# Research

My interests in computer science lie mostly in its intersection with biology, in the field of bioinformatics. Currently, I am focusing on developing probabilistic models to describe the uncertainty for complex functionals computed on objects with native error/uncertainty. A major focus is on generating intelligent (low-discrepancy) samples in high-dimensional spaces. The applications are to protein-protein docking and protein homology modeling.

I have recently entered into candidacy for my PhD. Please see here for a link to my PhD Proposal presentation slides (best viewed in Adobe Reader), and here for a link to my PhD Proposal document.

In the past, I spent a lot of time in (and still often dabble with) the field of Next-Generation Sequencing, and the future of massivly-parallel DNA sequencing.

During my time as an undergrad and now graduate student, I've been part (and continue to be a major part) of several research projects. These include, but are not limited to, those seen below.### Uncertainty Quantification for Protein Functionals

When used in computational processes, proteins (and other biological molecules)
are traditionally represented as single, static molecules. However, this is far from the
truth. For example, computing the binding free energy of two proteins,
\(\Delta E(A+B) = E(A + B) - E(A) - E(B)\),
is useful for a host of problems, e.g. computational drug discovery. However, the
free energy of a single protein, \(E(A)\), is computed on a *static* molecule.

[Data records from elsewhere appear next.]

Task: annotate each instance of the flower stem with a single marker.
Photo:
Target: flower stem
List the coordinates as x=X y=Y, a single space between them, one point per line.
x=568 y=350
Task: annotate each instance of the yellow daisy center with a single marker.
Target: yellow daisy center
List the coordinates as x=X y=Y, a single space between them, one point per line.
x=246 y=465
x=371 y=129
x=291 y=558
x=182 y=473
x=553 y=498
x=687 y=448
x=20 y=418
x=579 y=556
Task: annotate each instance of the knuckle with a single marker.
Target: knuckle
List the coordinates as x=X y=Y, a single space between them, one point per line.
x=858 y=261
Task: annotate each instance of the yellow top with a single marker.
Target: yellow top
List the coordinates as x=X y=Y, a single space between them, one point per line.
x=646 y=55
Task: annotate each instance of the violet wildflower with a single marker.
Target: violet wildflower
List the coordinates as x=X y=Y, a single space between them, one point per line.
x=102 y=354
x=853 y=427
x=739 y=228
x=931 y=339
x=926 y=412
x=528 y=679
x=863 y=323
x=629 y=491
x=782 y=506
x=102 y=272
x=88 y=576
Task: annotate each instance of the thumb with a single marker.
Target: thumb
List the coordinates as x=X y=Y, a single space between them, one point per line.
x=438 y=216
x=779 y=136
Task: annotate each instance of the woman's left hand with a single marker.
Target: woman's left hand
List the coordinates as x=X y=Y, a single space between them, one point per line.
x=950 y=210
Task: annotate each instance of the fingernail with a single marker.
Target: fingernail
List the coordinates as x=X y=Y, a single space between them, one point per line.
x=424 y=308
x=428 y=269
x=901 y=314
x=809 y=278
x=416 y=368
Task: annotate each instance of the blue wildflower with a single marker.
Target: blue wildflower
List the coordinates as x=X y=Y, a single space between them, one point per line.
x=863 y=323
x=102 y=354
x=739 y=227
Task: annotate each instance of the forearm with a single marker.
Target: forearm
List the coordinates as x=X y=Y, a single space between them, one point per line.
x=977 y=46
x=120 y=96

This research aims to answer the question: Can functionals (such as binding free energy)
be improved by looking at *several* static molecules, instead of just a single one?
If so, how many static molecules is sufficient to obtain high confidence on the results?

Preliminary results have been published in the following papers:

- "Quantifying and Visualizing Uncertainties in Molecular Models" (available here)
- "Uncertainty Quantified Computational Analysis of the Energetics of Virus Capsid Assembly" (available here)

### Generating Low-Discrepancy Sequences in High-Dimensional Spaces

As proteins consist of a linear backbone structure, they can be represented by hinges and angles, moving in much the same way as a robotic arm. If this representation is used, then a protein can be thought to live in a high-dimensional space (each degree of freedom is a single dimension).

It is well known that sampling in high dimensions is very difficult. For example, as
the number of dimensions approaches \(\infty\), the ratio of the volume of the high-
dimensional sphere to high-dimensional cube approaches 0.
(See here
for a more rigorous explanation.) Thus in high-dimensional spaces, it is not trivial
to generate good samples. For this reason, much of my prior work has been in developing
algorithms with provable bounds on their *discrepancy* (a measure of the
evenness of sampling). However, calculating the discrepancy of a given set of points
is a difficult (provably NP-hard) problem. There are some good approximations, but
these algorithms run very slow on high-dimensional spaces.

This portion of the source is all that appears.